Tout cela pour rembourser son énorme dette de 9,3 milliards US, somme qui s’ajoute à la quasi-dette qu’elle doit rembourser à la Caisse de dépôt, qui s’élève maintenant à quelque 2,5 milliards US.

Si Bombardier vend le cœur de ses activités, avions ou trains, que restera-t-il vraiment de l’entreprise ? Comment fera Bombardier pour livrer les profits attendus, elle dont les revenus seront alors divisés par deux ?

La dernière rumeur veut que Bombardier cède sa division des avions d’affaires à Textron pour quelque 7 milliards US. Ce faisant, il ne resterait plus que Bombardier Transport.
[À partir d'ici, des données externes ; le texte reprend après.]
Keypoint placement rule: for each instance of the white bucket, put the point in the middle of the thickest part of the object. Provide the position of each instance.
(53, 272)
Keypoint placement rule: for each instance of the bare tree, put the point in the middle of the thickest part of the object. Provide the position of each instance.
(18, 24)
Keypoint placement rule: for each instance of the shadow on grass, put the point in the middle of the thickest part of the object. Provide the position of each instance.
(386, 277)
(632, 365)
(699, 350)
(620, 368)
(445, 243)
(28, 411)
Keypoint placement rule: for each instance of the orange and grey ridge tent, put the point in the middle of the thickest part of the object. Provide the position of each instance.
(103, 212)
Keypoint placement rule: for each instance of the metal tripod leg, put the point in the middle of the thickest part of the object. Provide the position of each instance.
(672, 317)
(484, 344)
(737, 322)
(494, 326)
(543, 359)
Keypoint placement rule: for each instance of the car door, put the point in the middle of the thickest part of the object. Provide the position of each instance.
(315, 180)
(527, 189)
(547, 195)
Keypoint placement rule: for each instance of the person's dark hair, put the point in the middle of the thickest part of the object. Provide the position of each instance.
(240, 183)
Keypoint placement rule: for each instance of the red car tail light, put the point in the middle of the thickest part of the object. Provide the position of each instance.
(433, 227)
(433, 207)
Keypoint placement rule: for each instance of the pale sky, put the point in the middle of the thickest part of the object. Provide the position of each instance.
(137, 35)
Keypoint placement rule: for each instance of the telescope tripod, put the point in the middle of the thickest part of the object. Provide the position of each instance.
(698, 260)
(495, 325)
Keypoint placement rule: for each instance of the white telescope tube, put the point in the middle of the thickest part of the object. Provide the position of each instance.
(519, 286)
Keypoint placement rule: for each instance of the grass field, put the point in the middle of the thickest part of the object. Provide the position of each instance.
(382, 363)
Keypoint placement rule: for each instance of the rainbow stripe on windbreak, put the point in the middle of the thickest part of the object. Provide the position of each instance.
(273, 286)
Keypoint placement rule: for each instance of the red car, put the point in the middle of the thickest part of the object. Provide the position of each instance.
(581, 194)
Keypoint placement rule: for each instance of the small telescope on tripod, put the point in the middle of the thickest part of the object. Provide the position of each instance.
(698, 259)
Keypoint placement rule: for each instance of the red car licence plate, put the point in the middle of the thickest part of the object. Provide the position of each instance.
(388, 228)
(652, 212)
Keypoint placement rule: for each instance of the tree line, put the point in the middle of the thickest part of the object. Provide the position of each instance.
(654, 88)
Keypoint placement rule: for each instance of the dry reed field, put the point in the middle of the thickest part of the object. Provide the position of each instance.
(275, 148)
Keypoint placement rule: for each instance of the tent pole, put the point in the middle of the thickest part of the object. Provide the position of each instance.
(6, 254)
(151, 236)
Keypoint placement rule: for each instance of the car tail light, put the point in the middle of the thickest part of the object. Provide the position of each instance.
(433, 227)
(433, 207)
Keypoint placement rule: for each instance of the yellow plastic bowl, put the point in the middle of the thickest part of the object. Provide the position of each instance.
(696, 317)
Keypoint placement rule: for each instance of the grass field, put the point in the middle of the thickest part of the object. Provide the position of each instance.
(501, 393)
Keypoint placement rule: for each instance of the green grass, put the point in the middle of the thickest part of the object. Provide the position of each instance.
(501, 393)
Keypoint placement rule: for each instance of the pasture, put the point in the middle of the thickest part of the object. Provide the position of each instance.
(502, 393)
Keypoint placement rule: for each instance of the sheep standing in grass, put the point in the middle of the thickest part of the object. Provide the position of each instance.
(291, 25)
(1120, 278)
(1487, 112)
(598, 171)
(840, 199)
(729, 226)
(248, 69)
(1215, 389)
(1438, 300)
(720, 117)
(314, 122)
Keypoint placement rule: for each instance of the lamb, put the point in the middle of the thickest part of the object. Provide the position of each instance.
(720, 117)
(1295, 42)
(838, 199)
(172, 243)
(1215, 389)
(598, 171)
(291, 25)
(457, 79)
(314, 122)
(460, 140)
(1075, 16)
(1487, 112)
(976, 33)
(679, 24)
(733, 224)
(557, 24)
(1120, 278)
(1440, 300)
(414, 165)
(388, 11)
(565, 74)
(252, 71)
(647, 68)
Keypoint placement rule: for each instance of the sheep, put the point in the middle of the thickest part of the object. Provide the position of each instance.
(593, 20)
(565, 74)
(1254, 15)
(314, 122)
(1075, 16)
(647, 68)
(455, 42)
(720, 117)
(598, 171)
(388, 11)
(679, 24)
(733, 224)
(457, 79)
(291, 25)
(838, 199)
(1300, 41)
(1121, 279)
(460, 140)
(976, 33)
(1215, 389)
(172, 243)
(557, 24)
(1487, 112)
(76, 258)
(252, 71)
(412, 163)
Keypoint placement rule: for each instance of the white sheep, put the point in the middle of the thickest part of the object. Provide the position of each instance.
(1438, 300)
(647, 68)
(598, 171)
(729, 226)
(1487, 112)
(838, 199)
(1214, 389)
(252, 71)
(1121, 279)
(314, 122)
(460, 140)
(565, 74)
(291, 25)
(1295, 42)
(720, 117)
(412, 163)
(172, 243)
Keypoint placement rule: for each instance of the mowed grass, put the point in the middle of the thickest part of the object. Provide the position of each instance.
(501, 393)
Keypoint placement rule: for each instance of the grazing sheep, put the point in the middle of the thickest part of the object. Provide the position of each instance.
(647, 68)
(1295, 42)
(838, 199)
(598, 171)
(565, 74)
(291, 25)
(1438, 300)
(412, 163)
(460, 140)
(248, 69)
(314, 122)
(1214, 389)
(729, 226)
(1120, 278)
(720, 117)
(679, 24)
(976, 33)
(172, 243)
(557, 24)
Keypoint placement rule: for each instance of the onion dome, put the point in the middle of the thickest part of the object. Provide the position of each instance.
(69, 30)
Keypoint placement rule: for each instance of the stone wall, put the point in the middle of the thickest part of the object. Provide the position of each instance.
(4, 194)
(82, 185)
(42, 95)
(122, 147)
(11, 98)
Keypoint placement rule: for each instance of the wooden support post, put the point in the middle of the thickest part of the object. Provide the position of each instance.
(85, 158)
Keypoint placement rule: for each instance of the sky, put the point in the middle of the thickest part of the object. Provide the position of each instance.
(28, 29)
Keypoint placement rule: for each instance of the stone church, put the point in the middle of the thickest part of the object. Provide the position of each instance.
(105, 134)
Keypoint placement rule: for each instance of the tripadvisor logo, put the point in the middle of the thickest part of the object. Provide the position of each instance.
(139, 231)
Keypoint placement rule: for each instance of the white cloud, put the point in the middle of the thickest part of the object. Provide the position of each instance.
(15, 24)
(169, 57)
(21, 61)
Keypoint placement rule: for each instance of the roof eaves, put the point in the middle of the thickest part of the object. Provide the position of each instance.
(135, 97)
Or, cette unité de construction de trains évolue dans un environnement très concurrentiel. Elle donne de sérieux maux de tête à Bombardier, qui doit composer actuellement avec des retards de livraison et des problèmes avec de gros contrats au Royaume-Uni, en Allemagne et en Suisse.

Cette division des trains est présente surtout en Europe, où elle a d’ailleurs son siège social (Berlin). Advenant qu’elle conserve seulement les trains, comment Bombardier pourrait-elle justifier deux sièges sociaux, l’un à Montréal, l’autre à Berlin, dans le contexte de ses besoins de liquidités ? La meilleure décision d’affaires pourrait être de fermer le siège social de Montréal.

Ce n’est pas tout. Au cours des prochaines années, plusieurs s’attendent à une consolidation de l’industrie du rail, surtout si les géants chinois font leur entrée en Europe. La petite Bombardier risquera alors d’être avalée.

Non, je n’y crois plus, malheureusement. Le secteur aéronautique restera imposant au Québec sans Bombardier, mais bien des décisions se prendront ailleurs, comme le développement de produits, probablement. Quelle tristesse.